Georges de La Tour : un grand peintre mystérieux

Natixis vous invite à découvrir Georges de La Tour, peintre solitaire dont l’œuvre hypnotise autant qu’elle interroge.

Ses toiles étaient autrefois accrochées dans les appartements de Louis XIII et prisées par les plus hauts dignitaires du royaume. Puis elles furent dispersées, détruites, et parfois même attribuées à tort à d’autres peintres, dont Vermeer et Vélasquez - gage sans doute de leur qualité exceptionnelle. Pendant près de 300 ans, le nom de Georges de La Tour disparut des mémoires.

Pourtant, dans les années 1930, un patient travail d’experts aboutit à la redécouverte progressive de son génie : une première exposition au Musée de l’Orangerie en 1934 rassemble 13 tableaux, et certains poètes - dont René Char - lui vouent une admiration sans bornes.

Cinquante ans plus tard, c’est la consécration : une exposition au Grand Palais lui est dédiée en 1997. Elle attire plus d’un demi-million de visiteurs, un record pour un peintre ancien. 

Natixis vous invite à découvrir Georges de La Tour, peintre solitaire dont l’œuvre hypnotise autant qu’elle interroge.

D’une boulangerie lorraine à la cour parisienne

Georges de La Tour naît en 1593 à Vic-sur-Seille, en Lorraine. Il est le fils d’un boulanger aisé. Rien ne le prédestinait à être nommé « Peintre ordinaire du Roy » de Louis XIII, mais La Tour ne tardera pas à gravir les échelons. Son mariage avec Diane Le Nerf, issue d’une famille noble et fortunée, lui assure une place dans les cercles les plus en vue. Son talent est alors reconnu. Le roi, Richelieu et sa nièce, la duchesse d’Aiguillon, le surintendant des finances Claude de Bullion, et même Le Nôtre : tous possèdent une œuvre signée de sa main.

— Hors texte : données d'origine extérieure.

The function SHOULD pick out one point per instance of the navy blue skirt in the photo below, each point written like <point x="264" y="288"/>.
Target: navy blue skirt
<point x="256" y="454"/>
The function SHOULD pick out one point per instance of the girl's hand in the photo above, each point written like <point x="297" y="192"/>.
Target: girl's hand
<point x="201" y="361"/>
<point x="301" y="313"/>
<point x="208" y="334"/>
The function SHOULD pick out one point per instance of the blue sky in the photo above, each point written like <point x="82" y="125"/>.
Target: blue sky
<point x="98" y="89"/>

Son art séduit par sa différence. En 1623, Henri II de Lorraine lui commande une première toile, puis une seconde l’année suivante. Les années passent, sa renommée grandit, si bien qu’à partir de 1640, il réside au Louvre, sur invitation royale. La Tour, peintre de province, est devenu un homme de cour au nom incontournable à Paris.

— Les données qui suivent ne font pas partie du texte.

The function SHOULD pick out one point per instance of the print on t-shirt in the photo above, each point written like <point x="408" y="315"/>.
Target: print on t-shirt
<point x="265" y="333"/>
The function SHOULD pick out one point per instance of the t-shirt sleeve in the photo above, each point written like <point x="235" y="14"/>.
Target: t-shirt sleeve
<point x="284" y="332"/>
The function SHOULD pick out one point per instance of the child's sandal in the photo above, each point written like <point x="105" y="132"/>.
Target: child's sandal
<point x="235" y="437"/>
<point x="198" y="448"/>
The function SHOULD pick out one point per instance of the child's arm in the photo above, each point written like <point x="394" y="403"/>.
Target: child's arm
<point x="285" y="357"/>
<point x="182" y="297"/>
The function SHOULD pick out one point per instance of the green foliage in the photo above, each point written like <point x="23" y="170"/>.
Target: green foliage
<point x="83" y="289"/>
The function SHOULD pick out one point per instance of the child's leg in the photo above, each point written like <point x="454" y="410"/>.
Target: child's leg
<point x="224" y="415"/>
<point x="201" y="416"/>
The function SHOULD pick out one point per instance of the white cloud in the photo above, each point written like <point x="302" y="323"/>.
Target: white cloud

Une flamme qui brille dans la nuit

Georges de La Tour - Le Fumeur (1646)
© Tokyo Fuji Art Museum Image
Archives / DNPartcom

La Tour, c’est d’abord une lumière, qu’il s’agisse de celle d’une chandelle, d’une lanterne ou d’un brasier ; un halo vacillant, comme en apesanteur, projetant des ombres énigmatiques sur des visages souvent impassibles. Ses toiles nocturnes baignent dans une pénombre feutrée, d’où émergent des gestes figés, des silences au cœur desquels les personnages semblent dialoguer.

S’il n’a pas inventé le clair-obscur, il se l’est approprié. Au début de son activité, il s’inspire du peintre Jacques Bellange. Très apprécié par les ducs lorrains, Bellange organise de somptueuses fêtes dans leurs palais, et ses tableaux font fureur : les détails complexes, les émotions et les modifications des proportions des corps qui semblent s’allonger de façon irréaliste en sont les principales caractéristiques. 

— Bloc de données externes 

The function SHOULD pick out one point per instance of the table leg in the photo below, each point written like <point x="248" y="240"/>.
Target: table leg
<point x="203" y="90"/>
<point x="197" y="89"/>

Progressivement, les goûts évoluent au profit du réalisme popularisé par Caravage, dont les émules sont nombreux en Europe, et l’on raconte que L’Annonciation du peintre italien aurait été offerte par le duc de Lorraine à la cathédrale primatiale de Nancy : La Tour l’aurait vue et elle aurait bouleversé son art. Il aurait également contemplé les œuvres caravagesques d’artistes nordiques ayant voyagé à Rome. Mais La Tour absorbe et dépasse toutes les influences, qu’elles soient relatives à l’art flamand ou à l’Espagne, afin de créer son propre style.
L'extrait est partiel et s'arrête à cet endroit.